Cash flow can always be better. And improvements don't take much work.

Recently top global management consultants Mckinsey revealed that, for firms to "optimise their accounts payable and receivable balance by 30 percent or more in a matter of weeks", all it took was for them to get a little clearer about some of their key processes and be open to new technology like automated collections (which is an Agicap speciality, of course).

Sorting out the nuts and bolts of cash flow means cash forecasting can forge a bright future for your company. Here's how.

Cash flow management and forecasting

As a CFO, you need to know how much money is entering and leaving your company. Why? So you can know how much money you will need in the future. Cash flow forecasting is built on the foundation of clear cash oversight.

Infographics showing 4 types of Cash Flow Forecasting


That’s why cash flow software like Agicap — favoured by CFOs of fast-growing and mid-market firms — is built around real-time control that enables forecasting across multiple time horizons.

Cash flow management: the basics

The financial health for a company fundamentally depends on ensuring a balance between the two cash flow types: inflows and outflows.

  • Cash inflows: typically the bulk of positive cash flow stems from operations (such as payments from customers), alongside financial inflows like investment returns and loans.

  • Cash outflows: operating expenses are generally the costliest outflow for a company - in the form of supplier purchases, salary payments, rent and taxes.

The number one priority in cash flow risk management

What about when times get really tough? When global uncertainties strike: the Pandemic, the Ukraine conflict? When inflation shoots out of control, pushing prices up and margins down? When payments become delayed as a matter of course because customers are barely holding on?

What's the single thing that a CFO then needs to attend to as a priority?

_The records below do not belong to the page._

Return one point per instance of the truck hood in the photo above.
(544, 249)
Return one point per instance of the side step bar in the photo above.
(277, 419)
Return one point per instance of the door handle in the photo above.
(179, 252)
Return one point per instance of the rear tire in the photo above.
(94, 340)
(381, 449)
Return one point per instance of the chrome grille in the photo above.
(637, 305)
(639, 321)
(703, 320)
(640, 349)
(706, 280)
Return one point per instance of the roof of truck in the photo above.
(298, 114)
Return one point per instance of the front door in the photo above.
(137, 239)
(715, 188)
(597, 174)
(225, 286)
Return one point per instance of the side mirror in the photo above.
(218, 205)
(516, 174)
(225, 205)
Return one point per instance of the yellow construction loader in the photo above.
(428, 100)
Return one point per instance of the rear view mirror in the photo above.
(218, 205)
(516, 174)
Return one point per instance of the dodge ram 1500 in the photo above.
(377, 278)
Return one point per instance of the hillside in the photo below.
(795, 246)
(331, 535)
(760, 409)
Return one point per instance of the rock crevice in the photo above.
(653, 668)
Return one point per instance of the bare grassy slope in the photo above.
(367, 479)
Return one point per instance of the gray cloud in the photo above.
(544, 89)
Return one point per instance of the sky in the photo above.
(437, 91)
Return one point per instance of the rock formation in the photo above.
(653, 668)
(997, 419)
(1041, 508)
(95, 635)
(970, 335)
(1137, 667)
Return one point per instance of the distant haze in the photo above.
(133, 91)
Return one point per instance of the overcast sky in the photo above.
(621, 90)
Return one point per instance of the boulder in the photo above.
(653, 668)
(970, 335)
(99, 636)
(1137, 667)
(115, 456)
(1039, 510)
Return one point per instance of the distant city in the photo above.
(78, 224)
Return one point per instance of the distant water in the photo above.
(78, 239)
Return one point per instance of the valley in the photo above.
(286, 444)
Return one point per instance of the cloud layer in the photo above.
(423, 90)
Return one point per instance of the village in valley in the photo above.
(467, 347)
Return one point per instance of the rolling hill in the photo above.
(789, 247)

Advice from expert institutions is, in this regard, unwavering. What the UK business insolvency helpline says is typical: "most importantly manage your cash position relentlessly – preferably daily."

  • These experts found that 38% of business startups which failed within 3 years did so because they "ran out of cash or failed to raise new capital."

Monitoring cash flow needs identifies cash flow issues before they can turn into real problems . Given today's economic uncertainty, there's every incentive to discover how dedicated software like Agicap can give you full control of your cash position - however well-established you are as a company.

Ways to improve your cash flow management

Modern software like Agicap targets negative cash flow in numerous ways:

  • Real-time cash visibility:
    Consolidate cash positions across accounts, currencies and subsidiaries , and identify cash flow problems before they escalate.

  • Cash flow forecasting:
    With the fully-integrated feeds offered by software like Agicap, CFOs can prepare reliable short-term forecasts - as well as long-term cash forecasts using Agicap's custom P&L statement converter plug-in.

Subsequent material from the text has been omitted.